The Bill, which would introduce fines and site blocks for social media platforms that fail to protect users from harmful content, is to return to Parliament next week. It was previously delayed amid Boris Johnson’s resignation and withdrawn from the schedule in October following Liz Truss’s resignation.
‘Deepfakes’ typically use editing software to make and share fake images: for example, a website that virtually strips women naked received 38m hits in the first eight months of 2021.
The government also intends to introduce a package of laws tackling abusive behaviour such as installing hidden cameras and ‘downblousing’, where photos are taken down a woman’s top without her consent. These include a new offence of sharing an intimate image without consent and two more serious offences based on intent to cause humiliation, alarm or distress, and for obtaining sexual gratification.

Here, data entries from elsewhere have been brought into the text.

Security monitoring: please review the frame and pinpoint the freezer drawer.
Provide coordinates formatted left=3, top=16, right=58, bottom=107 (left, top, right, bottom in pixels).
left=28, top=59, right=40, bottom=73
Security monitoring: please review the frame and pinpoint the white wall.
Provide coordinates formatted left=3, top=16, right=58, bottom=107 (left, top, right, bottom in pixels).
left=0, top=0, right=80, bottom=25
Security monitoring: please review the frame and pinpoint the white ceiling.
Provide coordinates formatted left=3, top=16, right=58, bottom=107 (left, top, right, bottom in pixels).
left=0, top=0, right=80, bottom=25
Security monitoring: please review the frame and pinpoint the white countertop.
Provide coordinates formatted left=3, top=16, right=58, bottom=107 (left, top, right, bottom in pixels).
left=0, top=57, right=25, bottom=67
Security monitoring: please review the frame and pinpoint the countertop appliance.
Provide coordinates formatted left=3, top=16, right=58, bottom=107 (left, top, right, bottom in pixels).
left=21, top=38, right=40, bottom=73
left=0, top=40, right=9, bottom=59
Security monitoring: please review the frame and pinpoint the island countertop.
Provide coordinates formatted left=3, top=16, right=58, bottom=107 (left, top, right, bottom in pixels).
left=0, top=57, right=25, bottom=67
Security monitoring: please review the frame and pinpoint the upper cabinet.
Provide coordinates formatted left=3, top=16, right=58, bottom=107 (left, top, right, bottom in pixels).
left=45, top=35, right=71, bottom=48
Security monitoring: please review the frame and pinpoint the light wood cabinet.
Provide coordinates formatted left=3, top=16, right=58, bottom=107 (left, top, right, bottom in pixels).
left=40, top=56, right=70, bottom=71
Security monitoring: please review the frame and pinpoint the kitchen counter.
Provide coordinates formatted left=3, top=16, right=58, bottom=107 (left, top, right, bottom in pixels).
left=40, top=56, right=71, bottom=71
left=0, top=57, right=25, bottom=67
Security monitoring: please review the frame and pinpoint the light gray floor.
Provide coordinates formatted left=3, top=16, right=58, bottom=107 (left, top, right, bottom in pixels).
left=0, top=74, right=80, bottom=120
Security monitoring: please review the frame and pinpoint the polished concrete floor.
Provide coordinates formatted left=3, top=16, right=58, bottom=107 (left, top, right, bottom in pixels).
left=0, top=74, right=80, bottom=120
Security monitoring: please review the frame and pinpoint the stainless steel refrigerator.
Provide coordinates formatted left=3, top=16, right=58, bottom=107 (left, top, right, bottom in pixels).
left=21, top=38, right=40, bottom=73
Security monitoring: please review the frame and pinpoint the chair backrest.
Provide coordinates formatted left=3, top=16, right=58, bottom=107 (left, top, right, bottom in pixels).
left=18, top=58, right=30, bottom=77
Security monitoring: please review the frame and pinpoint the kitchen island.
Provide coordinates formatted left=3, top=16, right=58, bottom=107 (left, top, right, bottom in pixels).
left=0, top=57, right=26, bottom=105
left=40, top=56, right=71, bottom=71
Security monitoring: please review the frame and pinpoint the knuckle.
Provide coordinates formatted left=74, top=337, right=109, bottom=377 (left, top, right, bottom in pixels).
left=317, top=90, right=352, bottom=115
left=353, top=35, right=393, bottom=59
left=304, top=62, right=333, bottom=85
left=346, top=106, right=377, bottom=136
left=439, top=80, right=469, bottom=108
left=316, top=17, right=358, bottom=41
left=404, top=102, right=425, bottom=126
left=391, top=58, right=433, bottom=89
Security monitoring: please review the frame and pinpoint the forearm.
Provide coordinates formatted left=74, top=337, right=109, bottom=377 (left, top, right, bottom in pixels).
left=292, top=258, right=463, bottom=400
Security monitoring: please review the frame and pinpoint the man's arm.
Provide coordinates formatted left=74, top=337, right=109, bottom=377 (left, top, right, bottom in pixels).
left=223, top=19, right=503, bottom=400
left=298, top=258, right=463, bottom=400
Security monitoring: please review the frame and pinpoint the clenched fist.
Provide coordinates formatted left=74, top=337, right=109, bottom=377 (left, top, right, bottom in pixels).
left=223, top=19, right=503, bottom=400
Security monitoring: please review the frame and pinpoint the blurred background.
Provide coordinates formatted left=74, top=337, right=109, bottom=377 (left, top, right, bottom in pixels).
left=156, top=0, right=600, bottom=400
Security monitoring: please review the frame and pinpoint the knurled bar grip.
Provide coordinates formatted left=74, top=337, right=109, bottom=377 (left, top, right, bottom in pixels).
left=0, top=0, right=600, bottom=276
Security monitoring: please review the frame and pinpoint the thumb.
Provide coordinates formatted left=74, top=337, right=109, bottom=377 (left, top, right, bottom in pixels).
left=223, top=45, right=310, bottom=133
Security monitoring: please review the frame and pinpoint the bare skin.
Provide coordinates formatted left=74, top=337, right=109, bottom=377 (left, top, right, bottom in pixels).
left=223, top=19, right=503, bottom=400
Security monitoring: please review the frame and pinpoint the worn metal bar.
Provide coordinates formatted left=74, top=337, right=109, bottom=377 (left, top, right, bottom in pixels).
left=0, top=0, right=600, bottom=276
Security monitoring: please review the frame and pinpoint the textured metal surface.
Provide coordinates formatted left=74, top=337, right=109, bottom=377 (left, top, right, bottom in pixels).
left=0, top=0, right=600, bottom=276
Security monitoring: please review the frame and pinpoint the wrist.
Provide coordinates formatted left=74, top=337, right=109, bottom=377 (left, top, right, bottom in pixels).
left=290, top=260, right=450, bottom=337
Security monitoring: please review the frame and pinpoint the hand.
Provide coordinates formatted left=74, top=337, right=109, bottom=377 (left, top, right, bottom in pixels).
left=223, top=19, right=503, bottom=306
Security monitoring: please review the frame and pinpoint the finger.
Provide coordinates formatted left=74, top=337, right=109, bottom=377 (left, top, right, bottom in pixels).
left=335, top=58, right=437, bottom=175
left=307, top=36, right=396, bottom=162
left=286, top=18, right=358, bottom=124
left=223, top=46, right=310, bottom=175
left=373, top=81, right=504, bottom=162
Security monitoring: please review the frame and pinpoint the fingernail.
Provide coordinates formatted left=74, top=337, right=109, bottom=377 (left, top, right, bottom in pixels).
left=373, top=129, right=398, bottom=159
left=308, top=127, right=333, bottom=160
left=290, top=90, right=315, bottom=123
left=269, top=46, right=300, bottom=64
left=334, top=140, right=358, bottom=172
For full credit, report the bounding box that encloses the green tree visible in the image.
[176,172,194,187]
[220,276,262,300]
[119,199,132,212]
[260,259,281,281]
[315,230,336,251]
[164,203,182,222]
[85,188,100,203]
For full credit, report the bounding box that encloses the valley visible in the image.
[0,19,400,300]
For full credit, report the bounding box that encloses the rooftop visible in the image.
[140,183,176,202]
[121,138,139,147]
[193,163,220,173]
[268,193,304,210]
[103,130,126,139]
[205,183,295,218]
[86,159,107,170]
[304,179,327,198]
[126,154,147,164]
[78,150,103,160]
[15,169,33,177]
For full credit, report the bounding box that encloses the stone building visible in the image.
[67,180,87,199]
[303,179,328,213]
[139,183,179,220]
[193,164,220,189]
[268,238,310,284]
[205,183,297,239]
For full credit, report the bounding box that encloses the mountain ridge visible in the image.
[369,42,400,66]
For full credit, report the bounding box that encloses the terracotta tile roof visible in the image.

Two specific offences will be created for threatening to share images and installing equipment to enable images to be taken.
The proposed reforms build on recommendations made by the Law Commission in July, in its paper ‘Taking, making and sharing intimate images without consent’.

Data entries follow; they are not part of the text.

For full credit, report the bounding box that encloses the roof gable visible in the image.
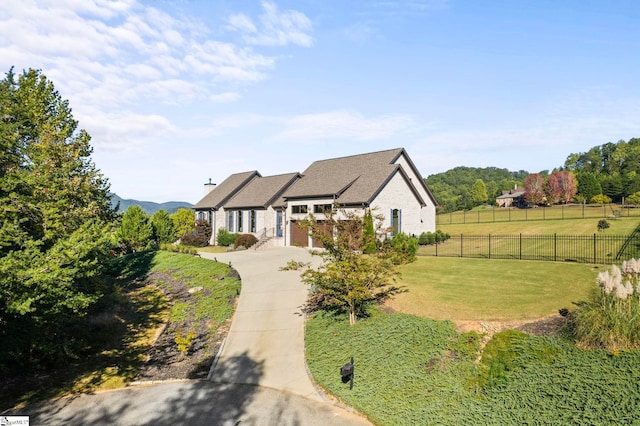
[194,170,261,210]
[284,148,403,204]
[224,173,300,209]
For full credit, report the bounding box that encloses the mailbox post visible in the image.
[340,357,354,390]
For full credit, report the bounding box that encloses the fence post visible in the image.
[520,234,522,260]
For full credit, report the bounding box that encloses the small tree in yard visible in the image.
[180,219,211,247]
[301,211,405,325]
[116,205,153,253]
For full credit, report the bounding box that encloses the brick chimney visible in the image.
[204,178,216,195]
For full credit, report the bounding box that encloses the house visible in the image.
[195,148,437,247]
[496,185,527,207]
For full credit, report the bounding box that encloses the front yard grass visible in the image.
[306,312,640,425]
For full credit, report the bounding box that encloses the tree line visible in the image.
[0,69,210,375]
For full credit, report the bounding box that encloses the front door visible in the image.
[276,210,282,237]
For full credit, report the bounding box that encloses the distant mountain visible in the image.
[111,194,193,215]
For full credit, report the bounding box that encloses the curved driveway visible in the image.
[17,247,370,426]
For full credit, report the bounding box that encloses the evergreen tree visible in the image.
[171,208,196,238]
[0,70,115,369]
[116,205,153,253]
[576,172,602,200]
[150,209,176,244]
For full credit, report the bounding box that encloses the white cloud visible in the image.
[228,1,313,47]
[76,111,180,155]
[277,111,414,143]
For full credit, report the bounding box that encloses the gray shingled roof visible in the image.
[194,170,261,209]
[283,148,420,205]
[224,172,300,209]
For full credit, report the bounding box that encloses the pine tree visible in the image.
[116,205,153,253]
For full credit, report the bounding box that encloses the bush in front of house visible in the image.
[216,228,240,247]
[383,232,418,265]
[418,229,451,246]
[572,259,640,353]
[180,219,211,247]
[233,234,258,249]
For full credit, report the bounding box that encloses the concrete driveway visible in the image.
[15,247,371,426]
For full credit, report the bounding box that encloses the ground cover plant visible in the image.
[438,217,639,237]
[306,313,640,425]
[0,251,240,409]
[388,257,603,321]
[571,259,640,353]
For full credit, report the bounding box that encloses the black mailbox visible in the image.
[340,357,353,389]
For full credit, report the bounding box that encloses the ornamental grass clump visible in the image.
[573,259,640,353]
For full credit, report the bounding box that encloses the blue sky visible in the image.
[0,0,640,203]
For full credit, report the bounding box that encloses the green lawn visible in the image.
[437,204,640,228]
[437,217,640,235]
[389,257,606,320]
[305,314,640,426]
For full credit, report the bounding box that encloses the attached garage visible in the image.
[311,221,333,248]
[291,220,309,247]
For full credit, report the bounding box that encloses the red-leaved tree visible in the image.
[524,173,545,205]
[547,170,578,203]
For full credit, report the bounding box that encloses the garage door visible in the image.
[311,221,333,248]
[291,220,309,247]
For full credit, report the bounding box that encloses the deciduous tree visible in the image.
[0,70,115,369]
[301,210,403,325]
[150,209,176,244]
[116,205,153,253]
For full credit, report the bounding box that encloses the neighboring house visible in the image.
[193,170,261,245]
[195,148,437,247]
[496,186,527,207]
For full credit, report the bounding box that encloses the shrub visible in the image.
[233,234,258,249]
[418,229,451,246]
[386,232,418,265]
[572,259,640,352]
[216,228,240,247]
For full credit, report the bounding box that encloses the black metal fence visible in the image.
[436,204,640,226]
[418,232,640,264]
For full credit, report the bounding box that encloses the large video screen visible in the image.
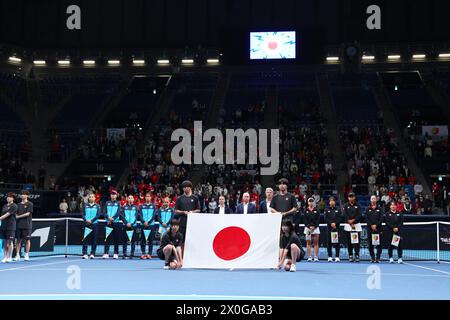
[250,31,296,60]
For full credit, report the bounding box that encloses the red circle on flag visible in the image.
[213,227,251,260]
[269,41,278,50]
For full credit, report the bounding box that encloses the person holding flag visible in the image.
[325,196,342,262]
[103,190,123,259]
[14,190,33,261]
[156,197,175,238]
[364,195,383,263]
[81,193,101,259]
[122,194,142,259]
[141,192,157,259]
[385,201,403,263]
[0,192,18,263]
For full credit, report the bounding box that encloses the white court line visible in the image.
[0,259,81,272]
[0,293,363,300]
[403,262,450,275]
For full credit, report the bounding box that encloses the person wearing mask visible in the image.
[270,178,298,221]
[325,197,342,262]
[175,180,200,237]
[103,190,120,260]
[364,196,383,263]
[385,201,404,263]
[342,192,362,262]
[140,192,158,260]
[214,196,233,214]
[236,192,256,214]
[156,197,175,238]
[122,195,143,259]
[81,193,101,259]
[259,188,273,213]
[303,198,320,262]
[157,219,184,270]
[0,192,18,263]
[278,220,305,272]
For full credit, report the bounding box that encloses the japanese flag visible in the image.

Ruth Davison, CEO of Refuge, which campaigned for threatening to share intimate images with intent to cause distress to be made a crime, welcomed the proposed reforms.
However, some civil liberties organisations, including Liberty, have expressed concerns about elements of the Bill, including that restrictions on ‘legal but harmful’ content are too vague and could restrict free speech, and that it creates a two-tier approach to online and real-world communications.
Other concerns include that the Bill obliges online platforms to assess the content, which they are likely to do via machines and algorithms, thus removing any nuance.